Types header


Name Chimera
Type Crypto-ransomware
Short Description This is one of the nasty ransomware in the wild. Unlike other ransomware it does not encrypt and demand the ransom from the victim , it threatens the victim stating that if the ransom is not paid the files of the victim will be published along with the credentials that are stolen from the victim .
Symptoms Files become inaccessible, the display of the victim will be as shown below
Distribution Method Spam mails

 Chimera 1

Chimera 2

More Details Once this ransomware infiltrates the victim’s device it drops some payload on the victim’s device . This is done in order to make itself more powerful so that it will remain persistent even when the victim’s device is rebooted after the infection. This ransomware changes the extension of the infected files into .Crypt format.

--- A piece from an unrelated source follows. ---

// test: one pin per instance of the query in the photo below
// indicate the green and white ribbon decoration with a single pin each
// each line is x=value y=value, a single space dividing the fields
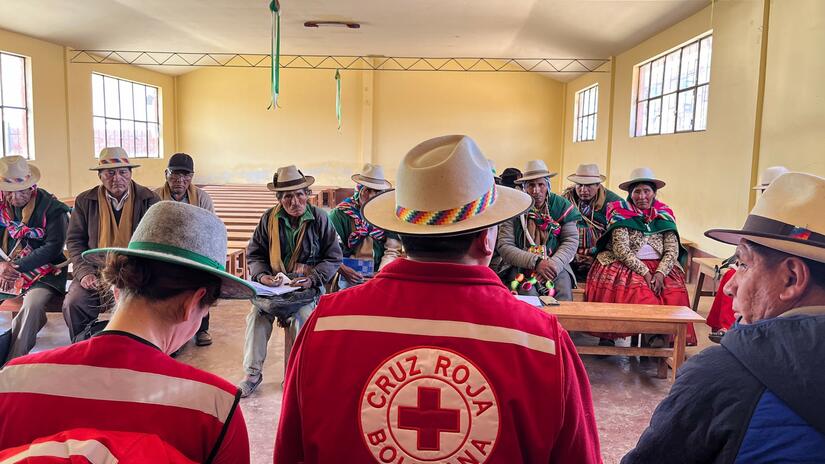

The minimum ransom that this ransomware demands is $685 approx till date. Once the payloads are dropped in the victim’s device it starts scanning the victim device for some specific files, then once the scanning is done completely it starts to encrypt the files using its own specific algorithm. The infected files extension are changed into .Crypt format and those files become inaccessible. Once the files are encrypted this ransomware drops a HTML script tag in the device and when the victim clicks on it, this will be opened through internet explorer . This tag will contain the instructions for paying the ransom. If the victim does not show any interest on paying the ransom it moves one step ahead, unlike other ransomware this ransomware threatens the victim stating that if the victim does not pay the ransom amount the files that are encrypted will be published online along with the credentials that are stolen from the victim. This is a surprise move from this ransomware which takes the victim a step aback. This leaves the victim no other than to pay the ransom. The victim will not be able to retrieve the files that are encrypted because this ransomware will delete the shadow file copies that are present in the victim device too.